INNER THOUGHTS

I can’t put a value on the cost of the few who help us. 

I can’t explain the gratitude I feel or the hope it has created in the darkest places.

I fear not being obedient enough.

I recognize that I have a disorganized attachment style and love feels too dangerous.

It sucks to know your own mess and still struggle to fix it. 

I want nothing more than to walk in my destiny and advance the Kingdom.

It  still hurts.

All of it hurts.

all of us hurt.

I’ll never admit how much it hurts because I think it’s too much for even you.

My little parts don’t have a concept of time. If you say you love them, it’s as if you always have, yet they fear you won’t tomorrow. 

We still struggle with self-harm often but nobody knows it.

We know Yahweh sent us here, but we don’t know how to separate fear from trust. We feel them both all the time.

Feeling like a burden makes us always say we are fine. It also makes us feel worthless.

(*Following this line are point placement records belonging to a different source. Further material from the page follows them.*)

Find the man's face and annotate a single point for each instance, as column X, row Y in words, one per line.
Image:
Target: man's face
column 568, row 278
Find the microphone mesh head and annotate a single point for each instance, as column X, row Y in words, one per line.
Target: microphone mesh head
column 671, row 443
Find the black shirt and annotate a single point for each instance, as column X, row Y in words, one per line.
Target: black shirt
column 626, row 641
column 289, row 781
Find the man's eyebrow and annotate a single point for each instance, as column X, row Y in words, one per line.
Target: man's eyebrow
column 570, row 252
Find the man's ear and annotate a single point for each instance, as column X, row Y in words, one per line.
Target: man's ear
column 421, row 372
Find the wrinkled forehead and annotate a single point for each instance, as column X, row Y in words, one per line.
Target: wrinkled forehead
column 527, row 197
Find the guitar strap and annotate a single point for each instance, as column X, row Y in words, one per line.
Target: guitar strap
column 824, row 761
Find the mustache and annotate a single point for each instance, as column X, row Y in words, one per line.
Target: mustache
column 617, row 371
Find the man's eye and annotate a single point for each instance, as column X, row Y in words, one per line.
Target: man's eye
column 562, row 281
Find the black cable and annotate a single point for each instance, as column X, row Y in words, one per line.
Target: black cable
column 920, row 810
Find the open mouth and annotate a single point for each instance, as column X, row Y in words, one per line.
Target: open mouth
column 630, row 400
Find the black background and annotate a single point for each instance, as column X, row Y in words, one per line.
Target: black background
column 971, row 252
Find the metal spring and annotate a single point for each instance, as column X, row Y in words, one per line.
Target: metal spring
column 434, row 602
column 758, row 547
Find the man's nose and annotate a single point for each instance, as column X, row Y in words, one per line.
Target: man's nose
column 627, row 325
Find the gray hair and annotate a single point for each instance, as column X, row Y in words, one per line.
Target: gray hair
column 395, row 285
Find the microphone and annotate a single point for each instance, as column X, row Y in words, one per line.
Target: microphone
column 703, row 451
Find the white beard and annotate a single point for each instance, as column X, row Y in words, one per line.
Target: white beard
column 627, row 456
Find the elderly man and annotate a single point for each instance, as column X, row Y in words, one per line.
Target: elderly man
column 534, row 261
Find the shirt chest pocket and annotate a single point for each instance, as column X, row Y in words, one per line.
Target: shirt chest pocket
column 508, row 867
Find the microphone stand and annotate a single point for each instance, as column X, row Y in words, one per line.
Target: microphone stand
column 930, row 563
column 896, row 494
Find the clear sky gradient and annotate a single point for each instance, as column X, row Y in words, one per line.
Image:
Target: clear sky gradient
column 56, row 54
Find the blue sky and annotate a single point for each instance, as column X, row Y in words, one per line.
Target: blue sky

We obsessively fear that there is even the slightest chance that it could have been true that “we split over 2000 times due to shame”.

We still think parts are lying about some things…like astral projecting and portals. I’m not convinced that those things are real.

Not being able to tell who is up front makes us feel like we are faking DID. 

When you hug us and we are not in crisis, we won’t admit that it changes something inside.

We won’t tell you about the power it has to break down walls or build doorways and windows.

We won’t tell you that nobody ever did…ever…there was never once safe touch even as an infant.